Jemen fällt aus dem Rahmen

Etwas aus dem Rahmen fällt der Besuch des Kanzlers im Jemen. Das Land im Süden der arabischen Halbinsel zählt im Gegensatz zu seinen vom Ölreichtum geprägten Nachbarn zu den ärmsten der Welt. Deutschland hat den Jemen seit 1978 mit mehr als 700 Millionen Euro Entwicklungshilfe unterstützt. Neben den politischen Terminen steht in der Hauptstadt Sanaa auch Kultur auf dem Programm: Der Kanzler wird das als Weltkulturerbe geschützte mittelalterliche Stadtzentrum mit seinen mehr als 6.000 aus Naturstein und Ziegeln erbauten Wohntürmen und 50 Moscheen besichtigen.

Was Investoren generell zögern lässt, ist die politische Lage in der Golfregion, wo inzwischen mehrere Staaten mit islamistischen Terrorzellen zu kämpfen haben. Allerdings ist es nicht überall so schlimm ist wie in Saudi-Arabien, wo es seit Mai 2003 mehrere blutige Anschläge auf Ausländer gegeben hat, weshalb einige amerikanische und britische Experten inzwischen das Land verlassen haben. In Riad ist man deshalb dem Vernehmen nach nun so weit, dass man Investoren eine "politische Risikoabsicherung" anbieten will.

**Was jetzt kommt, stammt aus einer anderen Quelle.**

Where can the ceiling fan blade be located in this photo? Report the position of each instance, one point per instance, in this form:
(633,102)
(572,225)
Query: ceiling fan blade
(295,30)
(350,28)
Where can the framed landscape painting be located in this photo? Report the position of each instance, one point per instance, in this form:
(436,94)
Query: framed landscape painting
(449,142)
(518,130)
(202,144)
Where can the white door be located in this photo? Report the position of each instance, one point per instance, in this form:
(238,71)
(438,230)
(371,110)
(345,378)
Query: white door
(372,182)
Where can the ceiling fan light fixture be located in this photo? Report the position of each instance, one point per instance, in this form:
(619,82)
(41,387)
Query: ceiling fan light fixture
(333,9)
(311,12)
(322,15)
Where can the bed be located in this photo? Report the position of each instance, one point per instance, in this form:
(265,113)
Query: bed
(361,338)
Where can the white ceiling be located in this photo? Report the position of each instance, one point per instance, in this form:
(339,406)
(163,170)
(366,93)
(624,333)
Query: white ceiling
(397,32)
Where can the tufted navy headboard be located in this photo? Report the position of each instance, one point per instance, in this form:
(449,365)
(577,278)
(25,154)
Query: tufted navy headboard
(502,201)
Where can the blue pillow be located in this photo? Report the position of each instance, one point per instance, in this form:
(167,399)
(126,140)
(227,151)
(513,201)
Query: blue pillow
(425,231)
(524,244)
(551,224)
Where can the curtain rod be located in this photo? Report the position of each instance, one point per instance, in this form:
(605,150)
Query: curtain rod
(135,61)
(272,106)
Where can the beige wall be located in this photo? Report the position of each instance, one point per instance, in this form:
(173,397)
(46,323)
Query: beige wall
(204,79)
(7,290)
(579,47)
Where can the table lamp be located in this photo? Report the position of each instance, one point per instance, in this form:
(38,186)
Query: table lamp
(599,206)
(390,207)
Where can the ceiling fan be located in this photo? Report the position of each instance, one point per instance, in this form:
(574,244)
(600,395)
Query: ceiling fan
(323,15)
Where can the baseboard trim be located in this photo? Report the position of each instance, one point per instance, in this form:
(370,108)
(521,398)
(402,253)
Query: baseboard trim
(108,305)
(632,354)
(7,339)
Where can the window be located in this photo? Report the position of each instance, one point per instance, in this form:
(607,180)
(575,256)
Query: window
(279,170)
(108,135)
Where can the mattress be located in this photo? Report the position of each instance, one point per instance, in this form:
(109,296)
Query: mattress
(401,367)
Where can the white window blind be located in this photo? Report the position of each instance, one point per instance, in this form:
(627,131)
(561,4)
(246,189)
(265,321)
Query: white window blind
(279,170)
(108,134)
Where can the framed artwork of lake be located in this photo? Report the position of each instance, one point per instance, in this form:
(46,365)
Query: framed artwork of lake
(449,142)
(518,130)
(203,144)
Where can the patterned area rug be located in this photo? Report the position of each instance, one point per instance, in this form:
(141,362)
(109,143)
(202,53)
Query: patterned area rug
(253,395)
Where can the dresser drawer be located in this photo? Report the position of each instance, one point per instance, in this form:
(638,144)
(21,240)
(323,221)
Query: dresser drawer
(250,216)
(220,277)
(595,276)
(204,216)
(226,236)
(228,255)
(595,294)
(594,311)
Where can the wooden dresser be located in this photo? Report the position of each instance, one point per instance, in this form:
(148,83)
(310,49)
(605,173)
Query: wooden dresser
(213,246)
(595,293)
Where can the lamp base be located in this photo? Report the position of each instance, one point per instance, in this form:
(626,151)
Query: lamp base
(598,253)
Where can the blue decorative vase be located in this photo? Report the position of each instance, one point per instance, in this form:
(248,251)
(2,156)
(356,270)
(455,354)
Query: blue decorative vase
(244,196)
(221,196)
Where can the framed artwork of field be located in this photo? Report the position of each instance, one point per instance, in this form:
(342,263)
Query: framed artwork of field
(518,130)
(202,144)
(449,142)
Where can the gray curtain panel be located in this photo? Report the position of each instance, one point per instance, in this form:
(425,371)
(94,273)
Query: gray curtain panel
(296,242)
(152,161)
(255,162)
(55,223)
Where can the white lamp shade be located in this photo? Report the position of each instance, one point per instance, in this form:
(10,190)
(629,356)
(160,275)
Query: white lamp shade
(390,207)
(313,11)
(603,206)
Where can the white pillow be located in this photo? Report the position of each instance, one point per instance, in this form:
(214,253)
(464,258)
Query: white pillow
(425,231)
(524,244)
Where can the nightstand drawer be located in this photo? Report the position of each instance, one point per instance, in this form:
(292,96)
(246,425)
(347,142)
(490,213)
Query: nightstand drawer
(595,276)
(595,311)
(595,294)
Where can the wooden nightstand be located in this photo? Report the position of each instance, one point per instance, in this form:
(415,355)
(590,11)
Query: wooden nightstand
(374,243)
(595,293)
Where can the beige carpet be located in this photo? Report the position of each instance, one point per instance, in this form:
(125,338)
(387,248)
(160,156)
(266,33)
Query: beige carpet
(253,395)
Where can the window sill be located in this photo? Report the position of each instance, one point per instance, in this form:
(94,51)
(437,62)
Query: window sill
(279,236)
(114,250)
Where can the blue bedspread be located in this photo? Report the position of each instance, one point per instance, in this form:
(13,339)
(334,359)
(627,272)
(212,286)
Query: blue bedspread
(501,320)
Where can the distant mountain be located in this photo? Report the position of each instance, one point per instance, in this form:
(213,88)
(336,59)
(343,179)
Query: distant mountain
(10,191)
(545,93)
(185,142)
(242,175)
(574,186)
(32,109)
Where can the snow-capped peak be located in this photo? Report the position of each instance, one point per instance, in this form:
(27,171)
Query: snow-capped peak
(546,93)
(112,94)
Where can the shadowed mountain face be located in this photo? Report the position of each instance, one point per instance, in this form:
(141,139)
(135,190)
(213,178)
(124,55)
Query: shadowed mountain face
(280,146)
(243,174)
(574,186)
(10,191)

So strebt Schröder auch im "Anti-Terror-Kampf" eine stärkere Kooperation mit den Golfstaaten an. Der Irak wird vor allem bei den Gesprächen in Kuwait und in den Emiraten eine Rolle spielen. Kuwait hat nach Angaben aus Regierungskreisen als "Tor zum Irak" großes Interesse an einer Kooperation beim Wiederaufbau des Nachbarlandes. In den VAE leistet Deutschland seinen wichtigsten Hilfsbeitrag für den Irak: Die Ausbildung von Sicherheitskräften. Die Bundeswehr trainierte im Emirat Abu Dhabi bereits 122 irakische Soldaten, das Bundeskriminalamt rund 440 Polizisten.

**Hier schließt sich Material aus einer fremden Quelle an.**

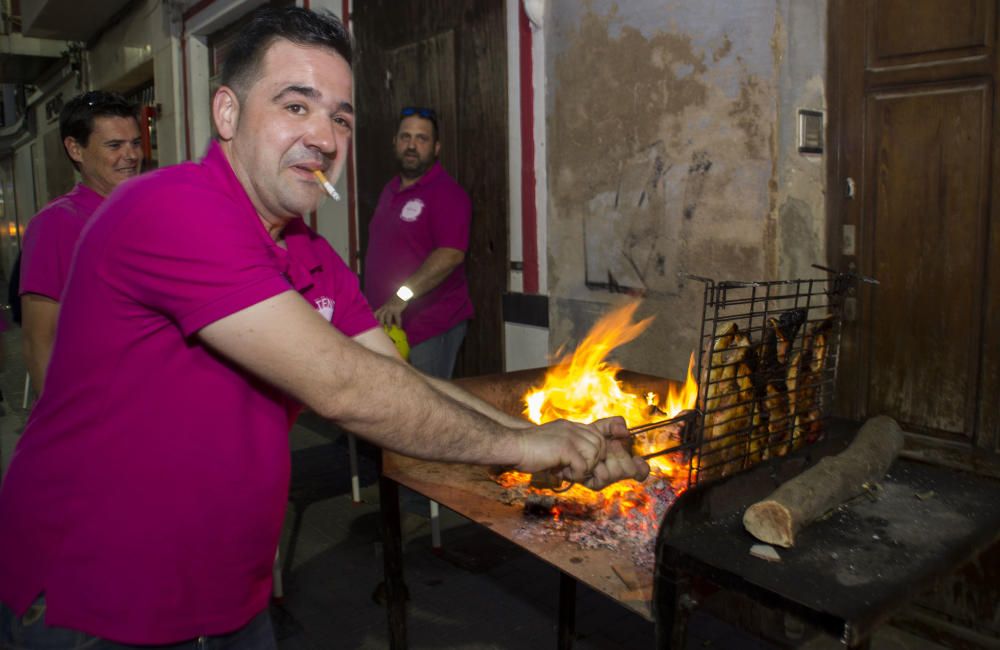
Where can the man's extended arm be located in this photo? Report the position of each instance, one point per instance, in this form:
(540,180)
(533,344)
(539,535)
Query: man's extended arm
(438,265)
(39,315)
(285,342)
(377,340)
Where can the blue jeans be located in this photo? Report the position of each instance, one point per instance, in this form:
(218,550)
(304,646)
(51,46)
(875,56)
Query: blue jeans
(436,356)
(29,632)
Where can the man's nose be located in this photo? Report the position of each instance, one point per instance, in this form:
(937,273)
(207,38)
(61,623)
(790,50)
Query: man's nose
(133,152)
(321,136)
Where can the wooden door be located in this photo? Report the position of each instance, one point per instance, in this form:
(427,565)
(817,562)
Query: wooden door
(913,201)
(450,55)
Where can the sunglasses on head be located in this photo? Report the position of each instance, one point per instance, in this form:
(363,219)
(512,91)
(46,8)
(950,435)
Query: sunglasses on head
(426,113)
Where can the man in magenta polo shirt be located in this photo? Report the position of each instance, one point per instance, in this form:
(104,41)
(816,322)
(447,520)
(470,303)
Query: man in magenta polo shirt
(417,238)
(146,496)
(100,134)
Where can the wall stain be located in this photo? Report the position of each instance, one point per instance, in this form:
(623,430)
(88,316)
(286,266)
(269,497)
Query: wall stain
(695,186)
(748,116)
(613,94)
(723,50)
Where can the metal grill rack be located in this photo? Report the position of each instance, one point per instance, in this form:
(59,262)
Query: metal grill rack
(767,370)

Region von "größter strategischer Bedeutung"

Die Region sei von "größter strategischer Bedeutung", heißt es in Regierungskreisen mit Blick auf die Nähe zum Irak, Nahost und zum Iran. Im Atomstreit mit Teheran hofft Schröder auf Unterstützung der arabischen Länder für die diplomatischen Bemühungen der Europäer. Dabei gehe es um eine politische und wirtschaftliche Förderung des Verhandlungsprozesses. An eine Beteiligung an den Gesprächen sei dagegen nicht gedacht, heißt es.